Por lo visto, la parada del tren seguía siendo la misma, incluso todavía estaban pegados los mismos carteles publicitarios, obviamente, entre muchos otros nuevos con un color más llamativo.

La muchacha de cabellos rosados miró al cielo. El sol de la mañana calentaba la atmósfera de la ciudad creando una sensación térmica muy agradable.

Jeremie, por el contrario, dejó las maletas en el suelo y encendió su teléfono móvil.

Aelita sacó una libreta de bolsillo prácticamente al mismo tiempo, la abrió por la primera página y empezó a dictar:

-Seis, cuatro, dos, nueve, seis, uno, uno, cincuenta y tres. –y cerró la libreta de un golpe.

El joven rubio había tecleado en su teléfono móvil todos los números a la perfección. Desplazó el puente de sus gafas hacia arriba por su tabique nasal y seguidamente deslizó su dedo índice por la pantalla táctil. Estaba llamando.

Su novia se recogió el cabello con una goma y apoyó su barbilla en el hombro del muchacho, con el fin de poder ver la pantalla del dispositivo mejor.

Una voz mecánica de compañía telefónica sonó: "Este número no corresponde a ningún cliente, si desea.."

Jeremie colgó.

-¿Me has dictado bien los números, Aelita? –preguntó mientras arqueaba una ceja confuso.

-Pues claro, no soy idiota. –le respondió refunfuñando con una pizca de enfado.

Ambos dos comprobaron de nuevo todos los dígitos de la agenda con los marcados en el móvil. Eran los correctos.

-Genial –dijo Jeremie con un tono irónico -¿Cómo vamos a localizar a los demás si no tenemos sus números?

-Bueno, a mi se me ocurren dos cosas... -propuso la pelirrosa –podemos llamar a Odd y preguntarle si tiene el móvil de Yumi y Ulrich o ir directamente a casa de los Ishiyama. –conluyó.

Jeremie se frotó la barbilla pensativo:

-Lo primero no va a funcionar, llamé a Odd ayer y el único número que tiene de Ulrich es el que hemos probado ahora, así que nada... Pero a lo mejor Yumi sigue viviendo con sus padres. ¿Recuerdas la calle?

Aelita agarró la bolsa de mano y sonrió. Conocía el camino a la perfección.

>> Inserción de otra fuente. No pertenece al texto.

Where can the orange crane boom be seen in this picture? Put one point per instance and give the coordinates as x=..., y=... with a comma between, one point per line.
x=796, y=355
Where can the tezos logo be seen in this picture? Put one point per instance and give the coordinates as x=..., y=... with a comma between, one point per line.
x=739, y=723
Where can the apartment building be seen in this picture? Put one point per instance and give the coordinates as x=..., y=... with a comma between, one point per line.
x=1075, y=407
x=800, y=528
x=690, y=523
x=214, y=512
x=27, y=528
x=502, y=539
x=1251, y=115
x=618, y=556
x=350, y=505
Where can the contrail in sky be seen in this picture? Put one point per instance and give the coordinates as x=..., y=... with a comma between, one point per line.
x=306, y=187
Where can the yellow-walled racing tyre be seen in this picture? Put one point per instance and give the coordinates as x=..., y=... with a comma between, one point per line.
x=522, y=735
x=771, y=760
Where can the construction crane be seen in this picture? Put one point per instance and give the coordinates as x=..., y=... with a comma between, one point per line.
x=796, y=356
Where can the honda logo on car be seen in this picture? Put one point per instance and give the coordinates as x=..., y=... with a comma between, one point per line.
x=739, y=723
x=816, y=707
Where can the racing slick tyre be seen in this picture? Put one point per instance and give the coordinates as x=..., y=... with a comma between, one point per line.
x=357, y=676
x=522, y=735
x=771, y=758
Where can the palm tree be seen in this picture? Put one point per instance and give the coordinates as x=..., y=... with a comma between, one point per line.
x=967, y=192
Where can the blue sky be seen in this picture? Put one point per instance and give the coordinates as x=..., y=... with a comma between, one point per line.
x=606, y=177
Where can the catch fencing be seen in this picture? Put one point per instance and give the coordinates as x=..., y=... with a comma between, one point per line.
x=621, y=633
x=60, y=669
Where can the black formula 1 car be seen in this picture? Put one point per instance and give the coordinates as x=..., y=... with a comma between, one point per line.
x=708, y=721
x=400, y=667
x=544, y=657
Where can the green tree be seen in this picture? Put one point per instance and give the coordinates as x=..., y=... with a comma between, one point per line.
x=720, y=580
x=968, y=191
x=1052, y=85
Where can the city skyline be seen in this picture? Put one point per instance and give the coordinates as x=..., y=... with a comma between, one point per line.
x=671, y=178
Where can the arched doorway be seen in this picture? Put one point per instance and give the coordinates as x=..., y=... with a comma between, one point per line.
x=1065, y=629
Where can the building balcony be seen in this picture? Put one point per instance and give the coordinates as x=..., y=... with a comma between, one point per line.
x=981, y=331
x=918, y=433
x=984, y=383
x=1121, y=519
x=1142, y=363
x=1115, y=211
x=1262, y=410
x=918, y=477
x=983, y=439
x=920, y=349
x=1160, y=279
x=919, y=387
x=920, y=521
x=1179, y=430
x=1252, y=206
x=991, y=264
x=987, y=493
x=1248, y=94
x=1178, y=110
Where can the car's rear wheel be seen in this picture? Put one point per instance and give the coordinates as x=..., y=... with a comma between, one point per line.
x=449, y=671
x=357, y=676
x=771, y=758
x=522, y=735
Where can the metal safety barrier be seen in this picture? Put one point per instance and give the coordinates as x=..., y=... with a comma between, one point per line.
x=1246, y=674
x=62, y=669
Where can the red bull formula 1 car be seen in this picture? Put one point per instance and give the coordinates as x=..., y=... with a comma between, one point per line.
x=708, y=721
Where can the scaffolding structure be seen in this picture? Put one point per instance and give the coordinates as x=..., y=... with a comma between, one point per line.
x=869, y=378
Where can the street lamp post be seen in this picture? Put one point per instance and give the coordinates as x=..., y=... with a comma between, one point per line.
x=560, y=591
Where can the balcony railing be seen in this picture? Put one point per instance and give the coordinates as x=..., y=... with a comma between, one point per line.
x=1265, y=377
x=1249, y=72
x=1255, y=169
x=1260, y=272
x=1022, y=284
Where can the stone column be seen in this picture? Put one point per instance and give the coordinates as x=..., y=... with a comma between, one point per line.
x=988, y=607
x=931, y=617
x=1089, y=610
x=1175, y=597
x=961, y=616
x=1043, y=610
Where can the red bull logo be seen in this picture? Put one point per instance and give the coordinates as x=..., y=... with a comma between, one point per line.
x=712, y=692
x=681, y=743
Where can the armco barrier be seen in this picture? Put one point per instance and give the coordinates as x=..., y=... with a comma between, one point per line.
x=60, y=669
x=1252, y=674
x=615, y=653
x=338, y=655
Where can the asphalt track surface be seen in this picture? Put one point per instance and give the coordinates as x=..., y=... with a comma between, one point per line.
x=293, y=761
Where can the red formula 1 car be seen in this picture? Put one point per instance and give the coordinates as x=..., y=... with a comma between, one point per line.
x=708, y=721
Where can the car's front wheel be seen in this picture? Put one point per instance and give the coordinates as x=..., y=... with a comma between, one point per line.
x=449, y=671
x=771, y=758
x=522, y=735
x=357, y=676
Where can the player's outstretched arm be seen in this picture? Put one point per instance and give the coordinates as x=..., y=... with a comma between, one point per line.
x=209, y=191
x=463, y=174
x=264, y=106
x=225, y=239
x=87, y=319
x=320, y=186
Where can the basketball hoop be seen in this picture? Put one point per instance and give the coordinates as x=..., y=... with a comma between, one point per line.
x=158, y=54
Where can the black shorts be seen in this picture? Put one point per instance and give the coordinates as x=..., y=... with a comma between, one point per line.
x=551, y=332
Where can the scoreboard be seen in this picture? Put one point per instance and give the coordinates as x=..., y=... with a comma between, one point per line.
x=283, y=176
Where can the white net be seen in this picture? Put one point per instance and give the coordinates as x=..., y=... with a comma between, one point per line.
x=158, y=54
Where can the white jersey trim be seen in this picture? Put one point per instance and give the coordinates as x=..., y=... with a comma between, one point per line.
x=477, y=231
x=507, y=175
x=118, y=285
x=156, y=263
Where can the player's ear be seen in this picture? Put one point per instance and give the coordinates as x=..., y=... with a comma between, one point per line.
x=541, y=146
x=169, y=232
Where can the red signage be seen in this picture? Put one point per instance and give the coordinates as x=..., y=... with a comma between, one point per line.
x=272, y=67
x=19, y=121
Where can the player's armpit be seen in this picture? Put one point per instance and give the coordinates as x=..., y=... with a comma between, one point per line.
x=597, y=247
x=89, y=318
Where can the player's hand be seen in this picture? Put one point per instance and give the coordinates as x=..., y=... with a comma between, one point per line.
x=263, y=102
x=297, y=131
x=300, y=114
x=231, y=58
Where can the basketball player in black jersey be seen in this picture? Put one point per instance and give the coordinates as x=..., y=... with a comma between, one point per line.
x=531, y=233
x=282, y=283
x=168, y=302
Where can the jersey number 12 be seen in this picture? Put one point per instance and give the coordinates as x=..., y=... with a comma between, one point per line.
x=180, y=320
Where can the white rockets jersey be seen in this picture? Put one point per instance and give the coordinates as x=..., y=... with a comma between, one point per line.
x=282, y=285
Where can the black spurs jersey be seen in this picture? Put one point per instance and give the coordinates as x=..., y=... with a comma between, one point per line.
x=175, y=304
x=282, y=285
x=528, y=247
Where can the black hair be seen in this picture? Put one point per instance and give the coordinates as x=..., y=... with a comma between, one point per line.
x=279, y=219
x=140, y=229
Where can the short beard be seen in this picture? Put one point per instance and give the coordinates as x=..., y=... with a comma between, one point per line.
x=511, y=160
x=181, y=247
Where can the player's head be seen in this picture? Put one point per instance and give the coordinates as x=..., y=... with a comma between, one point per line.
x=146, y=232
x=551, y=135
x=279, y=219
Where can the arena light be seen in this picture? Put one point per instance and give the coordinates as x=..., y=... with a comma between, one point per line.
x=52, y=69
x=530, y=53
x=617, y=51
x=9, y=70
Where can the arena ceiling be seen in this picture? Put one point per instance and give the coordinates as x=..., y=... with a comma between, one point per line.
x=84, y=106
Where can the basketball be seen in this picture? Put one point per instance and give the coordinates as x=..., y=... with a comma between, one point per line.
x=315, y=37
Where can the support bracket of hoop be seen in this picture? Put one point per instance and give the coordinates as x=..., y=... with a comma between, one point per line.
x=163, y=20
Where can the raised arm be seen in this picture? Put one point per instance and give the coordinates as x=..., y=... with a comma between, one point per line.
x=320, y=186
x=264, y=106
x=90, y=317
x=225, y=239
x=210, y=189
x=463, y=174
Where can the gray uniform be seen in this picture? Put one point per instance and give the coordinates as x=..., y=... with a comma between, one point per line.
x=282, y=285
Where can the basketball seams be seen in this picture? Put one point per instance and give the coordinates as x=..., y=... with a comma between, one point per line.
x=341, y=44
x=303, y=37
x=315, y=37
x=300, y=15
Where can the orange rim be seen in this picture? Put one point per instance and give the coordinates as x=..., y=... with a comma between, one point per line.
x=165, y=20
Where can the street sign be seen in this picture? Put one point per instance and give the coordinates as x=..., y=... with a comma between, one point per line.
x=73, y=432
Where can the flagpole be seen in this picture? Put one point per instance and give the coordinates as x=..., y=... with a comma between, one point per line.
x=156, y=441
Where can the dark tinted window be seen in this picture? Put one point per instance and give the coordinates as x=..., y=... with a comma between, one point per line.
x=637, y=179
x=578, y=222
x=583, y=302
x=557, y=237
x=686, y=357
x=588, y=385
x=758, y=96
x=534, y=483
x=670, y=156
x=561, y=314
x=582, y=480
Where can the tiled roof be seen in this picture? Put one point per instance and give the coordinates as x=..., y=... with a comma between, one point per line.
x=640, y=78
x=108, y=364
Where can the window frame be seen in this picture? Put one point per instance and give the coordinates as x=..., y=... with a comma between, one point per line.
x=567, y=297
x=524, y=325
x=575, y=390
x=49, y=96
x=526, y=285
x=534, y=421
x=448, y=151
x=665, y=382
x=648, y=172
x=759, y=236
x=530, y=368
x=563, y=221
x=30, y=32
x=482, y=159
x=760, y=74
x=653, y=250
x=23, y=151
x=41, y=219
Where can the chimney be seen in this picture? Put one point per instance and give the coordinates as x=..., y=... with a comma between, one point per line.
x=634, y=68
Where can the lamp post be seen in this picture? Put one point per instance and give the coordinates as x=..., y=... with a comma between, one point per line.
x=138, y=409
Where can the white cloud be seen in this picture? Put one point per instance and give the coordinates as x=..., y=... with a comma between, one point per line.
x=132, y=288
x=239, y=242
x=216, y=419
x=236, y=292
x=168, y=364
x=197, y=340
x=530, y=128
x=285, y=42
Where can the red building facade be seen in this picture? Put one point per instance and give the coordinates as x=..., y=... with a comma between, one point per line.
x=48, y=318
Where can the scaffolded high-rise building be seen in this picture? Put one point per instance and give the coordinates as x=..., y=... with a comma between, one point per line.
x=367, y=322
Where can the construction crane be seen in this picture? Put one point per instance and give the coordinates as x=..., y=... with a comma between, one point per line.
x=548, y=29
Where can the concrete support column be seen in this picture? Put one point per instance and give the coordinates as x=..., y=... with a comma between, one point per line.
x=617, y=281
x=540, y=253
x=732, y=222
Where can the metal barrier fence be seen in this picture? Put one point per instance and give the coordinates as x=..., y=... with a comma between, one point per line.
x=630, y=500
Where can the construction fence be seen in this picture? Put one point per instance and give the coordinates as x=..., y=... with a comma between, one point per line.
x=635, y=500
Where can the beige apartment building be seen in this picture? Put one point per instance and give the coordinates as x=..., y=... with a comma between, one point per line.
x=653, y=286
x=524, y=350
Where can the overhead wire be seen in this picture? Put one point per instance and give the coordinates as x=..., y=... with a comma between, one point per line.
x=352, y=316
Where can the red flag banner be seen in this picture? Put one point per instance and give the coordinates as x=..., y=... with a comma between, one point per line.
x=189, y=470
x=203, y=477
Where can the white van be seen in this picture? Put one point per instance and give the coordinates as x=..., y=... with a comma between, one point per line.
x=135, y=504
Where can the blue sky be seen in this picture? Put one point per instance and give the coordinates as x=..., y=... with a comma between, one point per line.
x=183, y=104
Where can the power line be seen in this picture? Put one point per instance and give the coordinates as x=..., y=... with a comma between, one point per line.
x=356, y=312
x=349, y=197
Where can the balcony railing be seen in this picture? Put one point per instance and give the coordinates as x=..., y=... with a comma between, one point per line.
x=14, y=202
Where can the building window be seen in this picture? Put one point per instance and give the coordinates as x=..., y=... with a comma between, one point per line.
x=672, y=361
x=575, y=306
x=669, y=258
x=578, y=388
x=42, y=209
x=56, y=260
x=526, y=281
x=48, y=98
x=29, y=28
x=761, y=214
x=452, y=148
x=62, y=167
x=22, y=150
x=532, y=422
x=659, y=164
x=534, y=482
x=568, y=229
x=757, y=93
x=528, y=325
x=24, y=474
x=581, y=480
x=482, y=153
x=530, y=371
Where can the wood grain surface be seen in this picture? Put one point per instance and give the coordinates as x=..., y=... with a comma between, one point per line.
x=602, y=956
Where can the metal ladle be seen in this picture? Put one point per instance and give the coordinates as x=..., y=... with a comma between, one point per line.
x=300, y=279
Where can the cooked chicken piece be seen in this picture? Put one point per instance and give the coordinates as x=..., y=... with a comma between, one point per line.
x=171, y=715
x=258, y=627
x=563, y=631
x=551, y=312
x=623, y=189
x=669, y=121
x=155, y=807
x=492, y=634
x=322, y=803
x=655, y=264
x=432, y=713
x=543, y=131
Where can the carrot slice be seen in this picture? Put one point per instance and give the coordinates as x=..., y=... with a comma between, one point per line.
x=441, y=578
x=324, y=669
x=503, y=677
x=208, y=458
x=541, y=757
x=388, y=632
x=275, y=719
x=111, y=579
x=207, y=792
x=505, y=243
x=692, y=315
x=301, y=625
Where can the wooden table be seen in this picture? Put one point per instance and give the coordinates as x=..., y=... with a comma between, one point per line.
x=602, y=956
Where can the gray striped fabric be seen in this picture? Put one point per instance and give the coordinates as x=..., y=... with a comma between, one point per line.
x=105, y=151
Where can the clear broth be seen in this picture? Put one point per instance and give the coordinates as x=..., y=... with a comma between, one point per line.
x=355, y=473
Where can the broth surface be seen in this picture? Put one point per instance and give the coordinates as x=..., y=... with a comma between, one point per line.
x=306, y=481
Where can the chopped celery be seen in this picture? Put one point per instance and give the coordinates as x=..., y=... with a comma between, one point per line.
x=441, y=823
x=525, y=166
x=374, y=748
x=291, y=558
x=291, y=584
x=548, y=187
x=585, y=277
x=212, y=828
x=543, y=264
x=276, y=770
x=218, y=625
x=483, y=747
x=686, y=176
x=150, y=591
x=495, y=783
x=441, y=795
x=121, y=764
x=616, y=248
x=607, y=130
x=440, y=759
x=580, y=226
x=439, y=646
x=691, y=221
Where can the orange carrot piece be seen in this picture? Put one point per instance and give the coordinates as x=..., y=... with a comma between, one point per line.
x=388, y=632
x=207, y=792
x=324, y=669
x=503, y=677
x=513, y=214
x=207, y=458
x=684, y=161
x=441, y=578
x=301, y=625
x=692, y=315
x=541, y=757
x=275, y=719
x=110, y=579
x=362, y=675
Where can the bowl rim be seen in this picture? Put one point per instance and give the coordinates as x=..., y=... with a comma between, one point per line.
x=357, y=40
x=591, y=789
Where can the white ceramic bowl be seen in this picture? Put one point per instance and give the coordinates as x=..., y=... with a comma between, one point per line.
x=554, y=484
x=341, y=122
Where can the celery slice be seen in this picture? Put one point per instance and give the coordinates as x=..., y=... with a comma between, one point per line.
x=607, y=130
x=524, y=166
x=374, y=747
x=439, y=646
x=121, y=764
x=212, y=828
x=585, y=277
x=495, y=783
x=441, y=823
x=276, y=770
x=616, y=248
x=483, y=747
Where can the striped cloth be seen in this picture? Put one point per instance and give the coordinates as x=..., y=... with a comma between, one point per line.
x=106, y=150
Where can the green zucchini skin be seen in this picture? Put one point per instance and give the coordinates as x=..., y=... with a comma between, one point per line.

El avión que salió de Miami con rumbo a Francia, volaba entre unas nubes densas de color grisaceo, aunque no mostraban un riesgo muy alto de tormenta en aquel momento.

En los asientos, ocupados en su totalidad prácticamente, se respiraba tranquilidad.

Muchos pasajeros leían, escuchaban música o miraban algún tipo de serie o película aislados de la realidad por los típicos auriculares de bolsillo.

Odd Della Robbia dormía en unos asientos de primera clase a pierna suelta. Su cabeza temblaba por las pequeñas turbulencias.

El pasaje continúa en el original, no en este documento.